There are actually twenty-two naturally occurring amino acids known on Earth, and more may await discovery, but only twenty of them are necessary to produce us and most other living things. The twenty-second, called pyrrolysine, was discovered in 2002 by researchers at Ohio State University and is found only in a single type of archaean (a basic form of life that we will discuss a little further on in the story) called Methanosarcina barkeri.）
实际上，地救上有22种天然存在的氨基酸，更多的尚待发现，但只有其中20种对我们及别的生物的形成是必不可少的。第22种叫做吡咯赖氨酸，是2002年由俄亥俄州立大学的研究人员发现的。它只存在于太古代的巴氏甲烷八叠球菌之中（一种基本的生命形式，我们过一会儿还要讨论这个问题）。

How long would you have to pull the handle before all 1,055 symbols came up in the right order? Effectively forever. Even if you reduced the number of spinning wheels to two hundred, which is actually a more typical number of amino acids for a protein, the odds against all two hundred coming up in a prescribed sequence are 1 in 10^260 (that is a 1 followed by 260 zeroes). That in itself is a larger number than all the atoms in the universe.

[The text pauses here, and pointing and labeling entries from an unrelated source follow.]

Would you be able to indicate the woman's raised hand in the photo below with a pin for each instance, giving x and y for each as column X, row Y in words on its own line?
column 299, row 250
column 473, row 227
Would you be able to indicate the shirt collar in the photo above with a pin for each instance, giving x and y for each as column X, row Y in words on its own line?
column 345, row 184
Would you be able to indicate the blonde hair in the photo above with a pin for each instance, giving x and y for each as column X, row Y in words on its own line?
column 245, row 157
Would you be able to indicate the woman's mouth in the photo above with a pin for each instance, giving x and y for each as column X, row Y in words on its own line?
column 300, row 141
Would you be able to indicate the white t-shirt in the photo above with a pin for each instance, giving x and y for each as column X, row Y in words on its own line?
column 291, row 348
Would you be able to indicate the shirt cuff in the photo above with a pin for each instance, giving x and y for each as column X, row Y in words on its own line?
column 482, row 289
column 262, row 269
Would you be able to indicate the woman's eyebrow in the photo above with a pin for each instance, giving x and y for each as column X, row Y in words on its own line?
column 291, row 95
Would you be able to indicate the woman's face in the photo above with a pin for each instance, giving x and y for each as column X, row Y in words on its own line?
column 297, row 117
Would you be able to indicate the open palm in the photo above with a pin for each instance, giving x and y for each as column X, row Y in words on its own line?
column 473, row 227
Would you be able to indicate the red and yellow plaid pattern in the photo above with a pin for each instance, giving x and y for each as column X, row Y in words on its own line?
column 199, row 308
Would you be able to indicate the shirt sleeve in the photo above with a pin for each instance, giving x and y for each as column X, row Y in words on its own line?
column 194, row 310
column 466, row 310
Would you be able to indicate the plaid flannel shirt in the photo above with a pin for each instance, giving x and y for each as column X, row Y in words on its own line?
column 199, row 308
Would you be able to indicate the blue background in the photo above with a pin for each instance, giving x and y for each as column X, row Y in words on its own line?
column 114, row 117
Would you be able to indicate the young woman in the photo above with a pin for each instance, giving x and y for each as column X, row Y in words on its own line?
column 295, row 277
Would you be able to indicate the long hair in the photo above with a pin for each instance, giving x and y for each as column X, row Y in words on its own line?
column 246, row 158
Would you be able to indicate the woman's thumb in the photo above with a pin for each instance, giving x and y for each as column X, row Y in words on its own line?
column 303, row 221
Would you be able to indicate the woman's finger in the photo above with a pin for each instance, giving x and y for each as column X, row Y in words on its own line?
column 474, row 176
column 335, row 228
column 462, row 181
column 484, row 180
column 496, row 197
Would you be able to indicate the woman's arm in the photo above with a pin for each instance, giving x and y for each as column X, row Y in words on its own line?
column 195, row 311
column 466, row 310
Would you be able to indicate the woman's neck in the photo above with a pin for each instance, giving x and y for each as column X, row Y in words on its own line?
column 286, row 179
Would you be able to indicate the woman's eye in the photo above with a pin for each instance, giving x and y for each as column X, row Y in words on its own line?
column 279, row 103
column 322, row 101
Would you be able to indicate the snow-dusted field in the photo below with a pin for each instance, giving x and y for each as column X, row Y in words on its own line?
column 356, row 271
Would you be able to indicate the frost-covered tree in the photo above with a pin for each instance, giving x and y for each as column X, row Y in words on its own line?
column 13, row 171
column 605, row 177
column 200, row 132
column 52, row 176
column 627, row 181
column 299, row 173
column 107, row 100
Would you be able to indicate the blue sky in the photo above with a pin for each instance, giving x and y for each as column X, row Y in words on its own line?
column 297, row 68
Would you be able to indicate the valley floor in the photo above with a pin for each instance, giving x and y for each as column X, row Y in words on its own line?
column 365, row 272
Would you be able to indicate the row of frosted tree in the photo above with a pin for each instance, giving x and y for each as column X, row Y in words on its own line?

你要拉多少次把手那1055个符号才地以合适的顺序排列起来？实际上，拉多少次都没有用。即使你把转轮的数目减少到200个——这其实是蛋白质分子所含氨基酸分子的比较典型的数量，所有200个符号都按照特定的顺序来排列的概率是10的负260次方。那个数字本身比宇宙里原子的总数还要大。
Proteins, in short, are complex entities. Hemoglobin is only 146 amino acids long, a runt by protein standards, yet even it offers 101^90 possible amino acid combinations, which is why it took the Cambridge University chemist Max Perutz twenty-three years—a career, more or less—to unravel it. For random events to produce even a single protein would seem a stunning improbability—like a whirlwind spinning through a junkyard and leaving behind a fully assembled jumbo jet, in the colorful simile of the astronomer Fred Hoyle.
总之，蛋白质是十分复杂的实体。血红蛋白只有146个氨基酸分子长，按照蛋白质的标准只是个矮子，然而即使那样，氨基酸的排列方式也有10的190次方的可能性。因此，剑桥大学的化学家马克斯·佩鲁茨花了23年时间——大体上相当于一个人的职业生涯——才解开了这个谜。想要随随便便地制造哪怕是一个蛋白质分子似乎是极不可能的——天文学家弗雷德·霍伊尔打了个精彩的比方，就像是一阵旋风掠过一个旧货栈，后面留下了一架装配完好的大型客机。